Geistig behinderte Grundschüler können die sogenannte Montessori-Therapie im Einzelfall vom Sozialamt im Rahmen der Eingliederungshilfe bezahlt bekommen. Voraussetzung hierfür ist, dass die Behandlung für das behinderte Kind erforderlich ist und im Bereich der Schule die pädagogische Arbeit der Lehrer nur unterstützt, urteilte am Donnerstag, 22.03.2012, das Bundessozialgericht (BSG) in Kassel (AZ: B 8 SO 30/10 R).

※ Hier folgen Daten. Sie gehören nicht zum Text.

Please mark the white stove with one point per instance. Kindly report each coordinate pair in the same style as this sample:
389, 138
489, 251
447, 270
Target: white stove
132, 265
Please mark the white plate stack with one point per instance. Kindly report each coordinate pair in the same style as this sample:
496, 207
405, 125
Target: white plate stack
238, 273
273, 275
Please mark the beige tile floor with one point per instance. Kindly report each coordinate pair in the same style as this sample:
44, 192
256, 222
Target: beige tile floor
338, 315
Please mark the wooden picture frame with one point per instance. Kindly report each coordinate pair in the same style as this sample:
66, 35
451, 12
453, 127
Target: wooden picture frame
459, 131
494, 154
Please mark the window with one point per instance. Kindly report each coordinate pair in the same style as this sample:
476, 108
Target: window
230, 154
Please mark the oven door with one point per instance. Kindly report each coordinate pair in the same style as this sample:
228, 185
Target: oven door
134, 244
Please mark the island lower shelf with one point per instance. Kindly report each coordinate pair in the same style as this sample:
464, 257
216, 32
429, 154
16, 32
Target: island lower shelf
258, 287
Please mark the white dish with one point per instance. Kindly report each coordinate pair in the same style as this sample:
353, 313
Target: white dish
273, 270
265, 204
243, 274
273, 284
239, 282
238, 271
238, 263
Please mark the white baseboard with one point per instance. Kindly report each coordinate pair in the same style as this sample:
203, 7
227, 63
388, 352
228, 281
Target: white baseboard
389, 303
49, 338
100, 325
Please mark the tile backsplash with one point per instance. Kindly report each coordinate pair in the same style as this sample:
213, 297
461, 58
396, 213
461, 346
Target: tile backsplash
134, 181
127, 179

Die Montessori-Therapie geht auf die italienische Reformpädagogin und Ärztin Maria Montessori zurück. Ziel der Montessori-Behandlung ist, das Kind zu mehr Selbstständigkeit und Selbstverantwortlichkeit heranzuführen. Dazu lernt es unterschiedliche Formen zu begreifen, Zusammenhänge zwischen Zahlen zu erkennen oder auch erste Buchstaben zuzuordnen. Letztlich soll das Kind besser alltägliche Lebenssituationen bewältigen können. Die Behandlung wird insbesondere bei geistig behinderten Kindern oder Kindern mit motorischen und Konzentrationsstörungen angewandt.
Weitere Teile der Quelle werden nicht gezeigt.